A person will commit self-harm when they need an emotional release. Teenagers who choose to hurt themselves may be overwhelmed by different emotions — fear, anxiety, anger, panic, guilt, or confusion. Whether they choose to hit themselves, cut themselves, burn themselves, or harm themselves in another way is an indication that they don’t know how to deal with their internal pain. Instead of going to someone for help, they have chosen to act out their aggressions on themselves with the hope that whatever is ailing them will go away. Left unchecked and untreated, this can become a habit.

Self-harm routinely begins in the early teen years, according to the Mayo Clinic, when teens face the anxieties of peer pressure and often come into conflict with their parents and other adults.

What are some Self-Harm methods?

There are many different forms of self-harm. While cutting is the most well-known, other methods include:

  • Burning (using lit cigarettes, matches, or other hot objects)
  • Pulling out hair
  • Scratching
  • Picking at wounds that have yet to heal
  • Carving words or symbols into the skin
  • Hitting

A person may use more than one method of self-harm, and the most frequent targets are the arms, legs, and front of the torso.
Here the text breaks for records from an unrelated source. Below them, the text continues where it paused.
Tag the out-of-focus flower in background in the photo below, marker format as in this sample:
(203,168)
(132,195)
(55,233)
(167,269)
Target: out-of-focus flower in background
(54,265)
Frequently Asked Questions

Is self-harm the same as attempting suicide?

No, but if self-harm becomes a habit a teenager could inadvertently put his or her life at risk. A teen committing acts of self-harm may also be having suicidal thoughts that could be alleviated through treatment.

Is self-harm a mental illness?

Self-harm is not a mental illness. It indicates a lack of coping skills when faced with tremendous stress or anxiety. A mental illness such as general anxiety disorder or depression may lead to a person committing acts of self-harm.

Are boys more likely to commit self-harm than girls?

According to a 2011 study, one in 12 young people, mostly girls, committed acts of self-harm. However, any teen is at risk if he/she cannot find the proper way to express their emotions.